Venous blood is normally being pushed through healthy vein to the heart but in cases of PTS when veins are blocked with old or fresh clots the blood is “sitting” in the veins increasing venous pressure (high blood pressure in the veins). This has long-term consequences on the leg resulting in skin pigmentation, skin hardening, eczema, inflammation, and ultimately a skin defect or ulcer which are difficult to heal. Some DVT sufferers can’t walk, have chronic swelling and many people spend hours getting their ulcers re-dressed by their GPs. We also know that even if the ulcer heals eventually it often reoccurs and this can happen in up to 70% of people.

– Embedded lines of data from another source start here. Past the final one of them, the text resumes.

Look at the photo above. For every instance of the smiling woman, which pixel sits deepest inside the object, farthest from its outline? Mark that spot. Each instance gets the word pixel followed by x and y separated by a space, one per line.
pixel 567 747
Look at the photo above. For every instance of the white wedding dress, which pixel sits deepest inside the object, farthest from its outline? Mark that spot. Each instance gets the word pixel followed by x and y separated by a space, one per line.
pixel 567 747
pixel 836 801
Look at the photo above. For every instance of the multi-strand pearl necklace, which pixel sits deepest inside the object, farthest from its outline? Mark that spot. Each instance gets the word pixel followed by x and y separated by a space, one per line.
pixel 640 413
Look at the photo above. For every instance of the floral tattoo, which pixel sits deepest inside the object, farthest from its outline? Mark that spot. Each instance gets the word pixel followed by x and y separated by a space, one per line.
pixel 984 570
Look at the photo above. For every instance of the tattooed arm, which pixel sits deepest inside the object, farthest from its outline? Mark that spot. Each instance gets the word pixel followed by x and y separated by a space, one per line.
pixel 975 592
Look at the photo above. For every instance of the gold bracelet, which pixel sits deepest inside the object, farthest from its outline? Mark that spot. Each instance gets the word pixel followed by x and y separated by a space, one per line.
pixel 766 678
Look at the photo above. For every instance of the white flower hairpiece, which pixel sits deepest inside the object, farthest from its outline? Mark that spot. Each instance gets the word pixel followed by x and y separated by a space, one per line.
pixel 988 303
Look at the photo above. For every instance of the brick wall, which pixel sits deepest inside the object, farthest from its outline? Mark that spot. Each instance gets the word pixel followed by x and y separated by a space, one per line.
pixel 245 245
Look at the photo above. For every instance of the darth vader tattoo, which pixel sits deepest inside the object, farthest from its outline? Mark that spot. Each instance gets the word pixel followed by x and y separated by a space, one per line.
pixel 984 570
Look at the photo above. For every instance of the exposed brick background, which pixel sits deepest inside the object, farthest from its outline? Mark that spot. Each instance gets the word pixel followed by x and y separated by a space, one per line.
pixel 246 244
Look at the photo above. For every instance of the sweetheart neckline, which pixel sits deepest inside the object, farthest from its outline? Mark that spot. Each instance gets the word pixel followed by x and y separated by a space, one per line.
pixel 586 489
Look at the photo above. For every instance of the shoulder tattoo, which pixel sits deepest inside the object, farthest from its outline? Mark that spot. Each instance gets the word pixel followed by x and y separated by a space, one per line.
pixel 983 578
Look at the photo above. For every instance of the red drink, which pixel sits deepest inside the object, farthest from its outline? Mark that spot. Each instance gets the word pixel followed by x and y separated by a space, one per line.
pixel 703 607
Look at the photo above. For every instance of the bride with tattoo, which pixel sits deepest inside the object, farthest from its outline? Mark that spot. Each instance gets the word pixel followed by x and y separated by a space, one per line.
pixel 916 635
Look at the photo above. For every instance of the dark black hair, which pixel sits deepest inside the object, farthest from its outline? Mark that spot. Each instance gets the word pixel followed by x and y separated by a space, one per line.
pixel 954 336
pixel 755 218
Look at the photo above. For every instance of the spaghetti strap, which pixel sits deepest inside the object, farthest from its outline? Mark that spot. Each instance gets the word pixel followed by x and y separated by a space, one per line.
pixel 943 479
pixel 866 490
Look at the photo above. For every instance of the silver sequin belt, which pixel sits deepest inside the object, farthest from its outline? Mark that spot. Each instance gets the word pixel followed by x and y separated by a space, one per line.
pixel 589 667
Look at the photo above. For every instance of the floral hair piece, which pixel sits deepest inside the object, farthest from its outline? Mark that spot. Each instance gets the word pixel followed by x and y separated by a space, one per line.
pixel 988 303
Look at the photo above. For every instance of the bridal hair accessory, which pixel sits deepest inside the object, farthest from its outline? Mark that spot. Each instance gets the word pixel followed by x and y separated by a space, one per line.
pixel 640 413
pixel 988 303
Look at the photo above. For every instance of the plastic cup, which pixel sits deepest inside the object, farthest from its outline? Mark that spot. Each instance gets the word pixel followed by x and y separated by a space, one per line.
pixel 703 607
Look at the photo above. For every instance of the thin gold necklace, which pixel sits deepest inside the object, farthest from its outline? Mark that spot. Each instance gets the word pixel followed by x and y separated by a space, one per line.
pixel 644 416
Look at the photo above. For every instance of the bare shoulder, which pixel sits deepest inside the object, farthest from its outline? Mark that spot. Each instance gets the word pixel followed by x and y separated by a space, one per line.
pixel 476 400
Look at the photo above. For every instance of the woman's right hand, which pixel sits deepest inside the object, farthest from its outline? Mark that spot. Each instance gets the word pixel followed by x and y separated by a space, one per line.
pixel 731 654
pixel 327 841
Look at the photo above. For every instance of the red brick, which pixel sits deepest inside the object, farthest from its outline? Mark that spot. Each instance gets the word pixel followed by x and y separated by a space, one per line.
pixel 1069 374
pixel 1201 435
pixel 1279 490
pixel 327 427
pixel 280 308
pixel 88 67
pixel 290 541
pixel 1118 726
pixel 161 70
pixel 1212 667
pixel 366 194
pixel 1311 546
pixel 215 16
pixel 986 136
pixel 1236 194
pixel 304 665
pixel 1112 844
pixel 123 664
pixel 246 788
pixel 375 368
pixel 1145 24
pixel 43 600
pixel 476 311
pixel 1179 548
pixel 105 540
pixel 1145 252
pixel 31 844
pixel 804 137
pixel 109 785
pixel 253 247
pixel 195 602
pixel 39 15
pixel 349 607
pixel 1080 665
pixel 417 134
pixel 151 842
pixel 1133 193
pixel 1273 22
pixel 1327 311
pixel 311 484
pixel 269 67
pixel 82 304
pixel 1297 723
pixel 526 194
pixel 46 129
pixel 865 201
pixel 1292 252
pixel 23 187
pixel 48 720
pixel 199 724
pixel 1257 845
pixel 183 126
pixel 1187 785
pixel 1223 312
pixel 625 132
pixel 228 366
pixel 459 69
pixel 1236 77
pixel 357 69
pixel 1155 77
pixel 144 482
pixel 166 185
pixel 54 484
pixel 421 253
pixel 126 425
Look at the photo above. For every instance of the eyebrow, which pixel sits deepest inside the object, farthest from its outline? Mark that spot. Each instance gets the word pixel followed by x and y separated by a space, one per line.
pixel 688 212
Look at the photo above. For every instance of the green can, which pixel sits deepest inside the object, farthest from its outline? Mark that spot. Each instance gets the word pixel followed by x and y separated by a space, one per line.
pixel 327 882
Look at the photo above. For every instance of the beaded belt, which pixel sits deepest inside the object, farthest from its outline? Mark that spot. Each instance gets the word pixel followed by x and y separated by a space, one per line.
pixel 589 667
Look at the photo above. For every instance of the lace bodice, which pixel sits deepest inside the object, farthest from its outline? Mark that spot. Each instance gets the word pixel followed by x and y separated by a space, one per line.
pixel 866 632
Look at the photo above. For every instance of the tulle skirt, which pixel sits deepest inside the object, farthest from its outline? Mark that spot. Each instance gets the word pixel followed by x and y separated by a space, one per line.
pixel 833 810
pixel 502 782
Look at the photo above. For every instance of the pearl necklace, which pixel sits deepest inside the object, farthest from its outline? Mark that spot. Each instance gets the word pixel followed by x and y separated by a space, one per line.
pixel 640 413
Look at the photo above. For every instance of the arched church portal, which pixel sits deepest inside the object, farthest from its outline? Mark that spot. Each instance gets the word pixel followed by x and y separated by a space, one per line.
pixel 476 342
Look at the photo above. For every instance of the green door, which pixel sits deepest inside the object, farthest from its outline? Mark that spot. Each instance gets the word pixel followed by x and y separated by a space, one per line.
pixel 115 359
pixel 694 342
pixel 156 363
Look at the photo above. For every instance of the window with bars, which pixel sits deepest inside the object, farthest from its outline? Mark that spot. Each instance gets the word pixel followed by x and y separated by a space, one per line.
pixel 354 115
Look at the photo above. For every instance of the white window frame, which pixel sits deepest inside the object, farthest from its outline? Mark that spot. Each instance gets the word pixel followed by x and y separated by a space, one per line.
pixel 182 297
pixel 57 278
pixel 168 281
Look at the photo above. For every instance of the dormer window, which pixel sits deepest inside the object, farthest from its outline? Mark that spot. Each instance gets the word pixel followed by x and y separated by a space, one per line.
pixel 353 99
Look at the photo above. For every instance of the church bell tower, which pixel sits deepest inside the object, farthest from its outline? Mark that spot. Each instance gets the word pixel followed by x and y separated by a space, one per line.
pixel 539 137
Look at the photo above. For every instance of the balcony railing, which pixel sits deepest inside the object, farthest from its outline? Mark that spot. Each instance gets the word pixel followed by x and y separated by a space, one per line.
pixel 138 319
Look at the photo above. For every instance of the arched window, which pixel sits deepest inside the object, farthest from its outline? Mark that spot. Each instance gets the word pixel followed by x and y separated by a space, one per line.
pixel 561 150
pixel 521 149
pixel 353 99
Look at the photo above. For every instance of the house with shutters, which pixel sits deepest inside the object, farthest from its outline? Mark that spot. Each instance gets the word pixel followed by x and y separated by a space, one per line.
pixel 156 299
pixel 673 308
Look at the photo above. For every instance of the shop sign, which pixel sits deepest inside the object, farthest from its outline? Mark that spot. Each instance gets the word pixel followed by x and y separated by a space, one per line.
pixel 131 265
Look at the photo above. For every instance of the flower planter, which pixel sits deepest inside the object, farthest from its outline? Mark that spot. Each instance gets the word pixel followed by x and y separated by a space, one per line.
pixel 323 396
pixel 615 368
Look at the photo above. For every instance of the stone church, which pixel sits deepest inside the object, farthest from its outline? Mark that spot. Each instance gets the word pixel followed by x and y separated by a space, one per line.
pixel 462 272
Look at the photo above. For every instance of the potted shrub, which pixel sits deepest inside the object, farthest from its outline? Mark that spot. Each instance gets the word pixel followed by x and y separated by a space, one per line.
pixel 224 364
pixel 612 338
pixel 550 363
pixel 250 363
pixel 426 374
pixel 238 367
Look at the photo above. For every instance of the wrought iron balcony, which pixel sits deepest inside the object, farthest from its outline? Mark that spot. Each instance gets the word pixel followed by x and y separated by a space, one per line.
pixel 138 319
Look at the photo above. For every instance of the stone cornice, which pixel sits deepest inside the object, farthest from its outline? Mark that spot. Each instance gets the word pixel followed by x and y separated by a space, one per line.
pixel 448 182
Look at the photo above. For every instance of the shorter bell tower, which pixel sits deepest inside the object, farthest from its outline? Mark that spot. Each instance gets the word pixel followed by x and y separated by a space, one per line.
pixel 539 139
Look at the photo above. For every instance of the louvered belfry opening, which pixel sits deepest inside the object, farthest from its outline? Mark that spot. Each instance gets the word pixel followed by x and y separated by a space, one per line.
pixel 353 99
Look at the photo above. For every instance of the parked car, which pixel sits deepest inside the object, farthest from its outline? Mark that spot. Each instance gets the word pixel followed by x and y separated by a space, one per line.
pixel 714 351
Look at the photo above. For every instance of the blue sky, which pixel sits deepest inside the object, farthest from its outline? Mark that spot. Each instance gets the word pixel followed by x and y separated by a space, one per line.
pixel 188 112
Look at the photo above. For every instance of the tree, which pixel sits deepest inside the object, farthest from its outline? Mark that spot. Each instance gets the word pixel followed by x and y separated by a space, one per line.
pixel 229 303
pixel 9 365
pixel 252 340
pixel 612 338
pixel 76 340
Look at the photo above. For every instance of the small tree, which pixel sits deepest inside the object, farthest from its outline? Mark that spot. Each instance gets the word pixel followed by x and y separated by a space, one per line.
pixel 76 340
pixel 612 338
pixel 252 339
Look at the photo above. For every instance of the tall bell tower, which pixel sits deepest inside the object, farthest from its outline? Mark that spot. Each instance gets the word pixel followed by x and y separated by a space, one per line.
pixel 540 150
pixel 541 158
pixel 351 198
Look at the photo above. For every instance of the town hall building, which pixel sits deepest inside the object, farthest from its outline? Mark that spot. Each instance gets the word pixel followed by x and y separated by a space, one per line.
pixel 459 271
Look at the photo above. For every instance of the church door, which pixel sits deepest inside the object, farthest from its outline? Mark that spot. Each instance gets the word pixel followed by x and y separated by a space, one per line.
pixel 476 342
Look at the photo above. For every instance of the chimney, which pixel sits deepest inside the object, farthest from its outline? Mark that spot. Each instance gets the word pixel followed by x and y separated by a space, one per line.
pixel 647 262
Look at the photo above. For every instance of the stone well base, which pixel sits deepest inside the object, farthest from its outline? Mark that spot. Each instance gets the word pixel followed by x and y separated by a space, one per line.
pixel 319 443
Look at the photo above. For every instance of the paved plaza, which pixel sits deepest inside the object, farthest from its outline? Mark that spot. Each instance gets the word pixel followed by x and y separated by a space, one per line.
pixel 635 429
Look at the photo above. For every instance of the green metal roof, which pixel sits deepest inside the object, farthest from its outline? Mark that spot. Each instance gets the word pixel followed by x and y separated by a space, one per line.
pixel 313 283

The DVT itself is also major issue as the clot can travel up to the lungs and can cause a permanent damage or death.
In order to prevent complications after DVT we recommend (for suitable candidates) urgent appointment (within days) with vascular specialist to discuss an intervention that can help avoid PTS. The idea is to remove the clot early so it does not cause vein damage and allow the blood to return back to heart. It also can prevent recurrent DVT which happens more often to those who already had one before.
Part of every assessment is a scan (ultrasound or CT – “cat scan”). Treatment traditionally only consisted of wearing elastic compression hosiery (bandages or stockings) but this was not optimal management as the veins remained untreated. Technology has advanced during last 5-10 years therefore we have new safe treatment options available. Most patients can be treated with keyhole surgery (“through a needle” ) and usually only under local anaesthetics. There are number of techniques that can be used to improve quality of life and in many cases it helps to get rid of elastic stockings for good.
Results of such mini invasive treatment are very encouraging and it is now more then ever before obvious that these interventions improve quality of life of people with acute and chronic Deep Vein Thrombosis.